High rates of other infectious diseases such as Malaria and TB, and water-borne diseases, also correlate with poverty – even when these diseases do not kill their victims, they disable them, sometimes permanently. Disability can be as potent as death in systematically removing potential from a society. It doesn’t do much good for a woman in an LDC to receive a microloan to start a small business if she is too sick to work, or too busy taking care of sick family members to grow her business.
Are they educated?
Again, the statistics can tell the story – literacy rates, levels of primary and secondary school enrollment, graduation rates are all key to economic growth, good governance, high-functioning societies. More than ever before, you need people with content knowledge, skills, and talent that can really only be imparted through formal education. The more years, the better. The higher quality of education, the better. Children of educated parents are more likely to be educated themselves. (See women, education, and birth rates correlations above).
Where do they live?
Population distribution is also important. People need to be connected to each other in order to be productive at levels that will lift them out of poverty. Talent is best put to use when it is pooled and aggregated… in cities, or virtually, via the Internet. That’s when technological progress is made. Demand for goods and services must be located near supply – or at least consumers and producers must be connected through basic infrastructure. People must be connected physically, or through media, in order to effectively monitor their governments, solve basic problems, and build a stake in society. Poverty thrives in isolated, rural areas where commerce and communication are difficult.

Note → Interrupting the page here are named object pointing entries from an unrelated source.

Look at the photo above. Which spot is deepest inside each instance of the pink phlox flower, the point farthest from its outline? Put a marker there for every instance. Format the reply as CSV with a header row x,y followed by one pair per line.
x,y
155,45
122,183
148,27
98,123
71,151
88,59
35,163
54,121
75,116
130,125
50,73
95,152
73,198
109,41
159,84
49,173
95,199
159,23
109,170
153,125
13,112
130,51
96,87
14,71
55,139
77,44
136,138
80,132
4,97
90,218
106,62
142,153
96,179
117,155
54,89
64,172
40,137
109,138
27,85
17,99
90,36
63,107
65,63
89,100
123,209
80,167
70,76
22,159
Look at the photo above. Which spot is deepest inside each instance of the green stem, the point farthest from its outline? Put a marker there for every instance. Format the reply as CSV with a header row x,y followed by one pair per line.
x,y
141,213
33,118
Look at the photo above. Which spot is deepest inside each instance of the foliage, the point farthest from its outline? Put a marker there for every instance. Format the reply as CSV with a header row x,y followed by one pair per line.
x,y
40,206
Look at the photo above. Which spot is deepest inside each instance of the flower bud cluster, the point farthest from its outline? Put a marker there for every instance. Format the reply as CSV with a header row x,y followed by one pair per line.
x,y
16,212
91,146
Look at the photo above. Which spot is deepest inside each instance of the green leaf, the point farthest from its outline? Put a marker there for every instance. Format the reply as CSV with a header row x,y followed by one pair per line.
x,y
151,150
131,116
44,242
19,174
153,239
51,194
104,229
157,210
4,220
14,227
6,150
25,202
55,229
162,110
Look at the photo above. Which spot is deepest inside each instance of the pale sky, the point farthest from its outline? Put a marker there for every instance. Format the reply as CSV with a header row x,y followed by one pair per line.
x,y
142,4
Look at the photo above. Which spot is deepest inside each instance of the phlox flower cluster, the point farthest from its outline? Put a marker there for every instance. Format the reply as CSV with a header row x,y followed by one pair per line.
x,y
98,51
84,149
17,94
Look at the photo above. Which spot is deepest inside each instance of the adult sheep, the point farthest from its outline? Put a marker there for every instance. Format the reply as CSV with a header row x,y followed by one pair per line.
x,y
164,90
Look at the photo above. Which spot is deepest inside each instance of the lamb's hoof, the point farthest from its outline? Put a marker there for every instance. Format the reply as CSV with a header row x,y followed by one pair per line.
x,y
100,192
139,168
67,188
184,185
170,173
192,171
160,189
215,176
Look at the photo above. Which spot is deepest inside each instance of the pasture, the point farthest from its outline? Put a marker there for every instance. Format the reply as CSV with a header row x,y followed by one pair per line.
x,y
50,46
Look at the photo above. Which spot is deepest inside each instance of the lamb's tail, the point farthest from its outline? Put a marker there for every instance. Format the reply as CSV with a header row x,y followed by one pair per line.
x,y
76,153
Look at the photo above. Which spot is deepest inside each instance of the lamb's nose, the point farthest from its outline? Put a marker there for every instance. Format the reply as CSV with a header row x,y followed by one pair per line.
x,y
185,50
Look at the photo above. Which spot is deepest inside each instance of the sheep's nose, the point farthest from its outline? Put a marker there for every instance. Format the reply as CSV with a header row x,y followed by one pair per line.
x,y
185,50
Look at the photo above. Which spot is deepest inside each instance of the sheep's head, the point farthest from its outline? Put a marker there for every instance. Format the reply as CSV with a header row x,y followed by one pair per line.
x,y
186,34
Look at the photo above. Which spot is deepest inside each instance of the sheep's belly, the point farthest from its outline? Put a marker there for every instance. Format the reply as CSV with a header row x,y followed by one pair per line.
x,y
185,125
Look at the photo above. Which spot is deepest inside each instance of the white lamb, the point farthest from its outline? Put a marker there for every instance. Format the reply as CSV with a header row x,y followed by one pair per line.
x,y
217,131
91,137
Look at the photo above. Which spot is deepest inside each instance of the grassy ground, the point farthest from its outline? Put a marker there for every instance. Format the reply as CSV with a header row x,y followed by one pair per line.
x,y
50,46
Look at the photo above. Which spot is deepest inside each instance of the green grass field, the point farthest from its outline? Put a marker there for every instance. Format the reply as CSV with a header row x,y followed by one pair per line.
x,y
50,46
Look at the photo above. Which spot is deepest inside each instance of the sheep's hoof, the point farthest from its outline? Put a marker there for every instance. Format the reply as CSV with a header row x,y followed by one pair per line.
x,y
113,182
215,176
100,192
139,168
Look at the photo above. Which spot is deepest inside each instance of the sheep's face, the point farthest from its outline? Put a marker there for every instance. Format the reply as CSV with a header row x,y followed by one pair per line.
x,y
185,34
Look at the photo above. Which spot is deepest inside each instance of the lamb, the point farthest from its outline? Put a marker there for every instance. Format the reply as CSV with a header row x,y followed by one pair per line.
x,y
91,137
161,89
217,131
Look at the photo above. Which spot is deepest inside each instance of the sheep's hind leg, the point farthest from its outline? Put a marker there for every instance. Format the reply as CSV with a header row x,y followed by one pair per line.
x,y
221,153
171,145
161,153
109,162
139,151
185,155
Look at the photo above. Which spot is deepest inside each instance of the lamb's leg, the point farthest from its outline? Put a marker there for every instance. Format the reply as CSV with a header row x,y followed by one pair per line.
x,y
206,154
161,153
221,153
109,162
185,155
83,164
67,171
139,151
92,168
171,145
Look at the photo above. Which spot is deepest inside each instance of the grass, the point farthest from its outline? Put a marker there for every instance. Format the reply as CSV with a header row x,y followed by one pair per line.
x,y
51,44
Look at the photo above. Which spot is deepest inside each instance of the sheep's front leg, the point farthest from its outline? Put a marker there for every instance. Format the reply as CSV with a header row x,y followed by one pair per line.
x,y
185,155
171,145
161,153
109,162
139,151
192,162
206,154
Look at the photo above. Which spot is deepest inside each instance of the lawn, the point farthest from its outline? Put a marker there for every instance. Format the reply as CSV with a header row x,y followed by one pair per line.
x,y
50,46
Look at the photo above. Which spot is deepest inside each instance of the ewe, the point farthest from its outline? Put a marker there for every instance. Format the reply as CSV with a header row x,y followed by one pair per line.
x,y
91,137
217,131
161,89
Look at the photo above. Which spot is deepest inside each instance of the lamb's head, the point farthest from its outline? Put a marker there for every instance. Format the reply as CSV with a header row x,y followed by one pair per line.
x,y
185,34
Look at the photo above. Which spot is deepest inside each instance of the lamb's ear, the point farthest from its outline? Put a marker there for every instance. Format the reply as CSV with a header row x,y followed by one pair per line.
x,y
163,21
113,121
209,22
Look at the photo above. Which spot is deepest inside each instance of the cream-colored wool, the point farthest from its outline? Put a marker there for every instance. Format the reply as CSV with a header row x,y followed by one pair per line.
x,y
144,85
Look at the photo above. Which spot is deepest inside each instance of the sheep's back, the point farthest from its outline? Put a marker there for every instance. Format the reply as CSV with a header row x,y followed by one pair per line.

Poverty in rural areas often creates the incentive for people to move to urban areas. Although urbanization is often cited as a positive force for modernization, rapid urbanization creates new problems when poorly planned cities outgrow their capacity . The UN predicts that cities in Africa and Asia will double in size between now and 2030 – more and more people will settle in slums (or informal settlements on the outskirts of mega-cities where services are usually non-existant). Poverty also thrives here.
It’s better for economic growth when the population is distributed more evenly – through a combination of small, medium, and large cities, and rural areas that are well-connected.
What kind of diversity of ethnicity and language exists?
Diversity itself is not a liability – the example of the US, the world’s richest economy, is a case in point. But diversity can be tricky when there is intense competition for scarce resources, and/or when different groups bring historical, political, or social grievances to the table. Ethnic affinity is easily manipulated by charismatic leaders in the absence of solid institutions, and in times of crisis and hardship – conditions in which most LDCs routinely find themselves. Multiple languages, while culturally valuable, can keep people from efficiently communicating and connecting. You really need, at the least, a lingua franca – one common language that most everyone speaks, in addition to local dialects.